May 7, 2019

In early June, Glenn Kessler had documented 3,251 falsehoods from President Donald Trump. He said the count might reach 10,000 by the end of his term in 2021.

Less than a year later, it already has.

On April 27, The Washington Post Fact Checker, which Kessler runs, updated its ongoing database of Trump falsehoods. The fact-checking project had counted 10,111 false or misleading claims in 828 days.

To Kessler, who has covered every U. S. president since Ronald Reagan, that’s remarkable.

“I don’t think (the tally) would be as useful with the (previous) presidents,” he said in a phone interview. “They relied very heavily on White House staff to vet things before they said them. In Trump’s case, he’ll see something on TV and he’ll just retweet it or say it and sometimes his staff has no idea.”

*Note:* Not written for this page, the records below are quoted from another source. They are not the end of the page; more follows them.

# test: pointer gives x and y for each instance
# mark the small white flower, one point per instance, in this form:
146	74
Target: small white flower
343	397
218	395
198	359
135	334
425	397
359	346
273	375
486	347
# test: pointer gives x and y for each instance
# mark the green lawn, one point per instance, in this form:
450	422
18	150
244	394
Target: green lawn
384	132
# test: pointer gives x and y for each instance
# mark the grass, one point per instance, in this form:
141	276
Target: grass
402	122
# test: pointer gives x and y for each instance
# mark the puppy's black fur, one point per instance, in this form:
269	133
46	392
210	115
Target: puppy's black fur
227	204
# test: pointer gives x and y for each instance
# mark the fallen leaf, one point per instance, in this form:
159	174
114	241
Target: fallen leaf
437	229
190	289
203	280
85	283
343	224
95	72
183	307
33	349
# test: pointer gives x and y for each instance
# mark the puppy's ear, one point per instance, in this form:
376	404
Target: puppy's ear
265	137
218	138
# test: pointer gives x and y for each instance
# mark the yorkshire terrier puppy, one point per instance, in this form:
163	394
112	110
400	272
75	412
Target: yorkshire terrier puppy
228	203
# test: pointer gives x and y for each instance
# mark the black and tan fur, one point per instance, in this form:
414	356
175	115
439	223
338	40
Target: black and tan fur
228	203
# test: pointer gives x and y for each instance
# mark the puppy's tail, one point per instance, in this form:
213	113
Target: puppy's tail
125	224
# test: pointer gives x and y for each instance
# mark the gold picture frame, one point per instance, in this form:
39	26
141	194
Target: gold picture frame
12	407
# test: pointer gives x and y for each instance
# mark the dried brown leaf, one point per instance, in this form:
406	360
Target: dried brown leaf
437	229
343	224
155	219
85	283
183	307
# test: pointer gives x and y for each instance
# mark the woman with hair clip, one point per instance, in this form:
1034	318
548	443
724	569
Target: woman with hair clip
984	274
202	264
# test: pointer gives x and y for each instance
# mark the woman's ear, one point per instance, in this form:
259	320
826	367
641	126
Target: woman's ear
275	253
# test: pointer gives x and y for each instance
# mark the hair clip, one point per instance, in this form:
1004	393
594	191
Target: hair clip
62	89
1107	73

But perhaps more remarkable is the rapid growth of the Fact Checker’s tally, which started after Trump’s inauguration as a 100-day project.

After passing the 10,000 mark, the Fact Checker’s database received a considerable amount of publicity — attention that has only grown with each new update. It was widely covered in the media and was discussed on several TV news programs. A few late-night comedy shows even featured the latest falsehood count. On social media, the page has racked up more than 370,000 engagements since it was originally published two years ago, according to BuzzSumo, an audience metrics tool.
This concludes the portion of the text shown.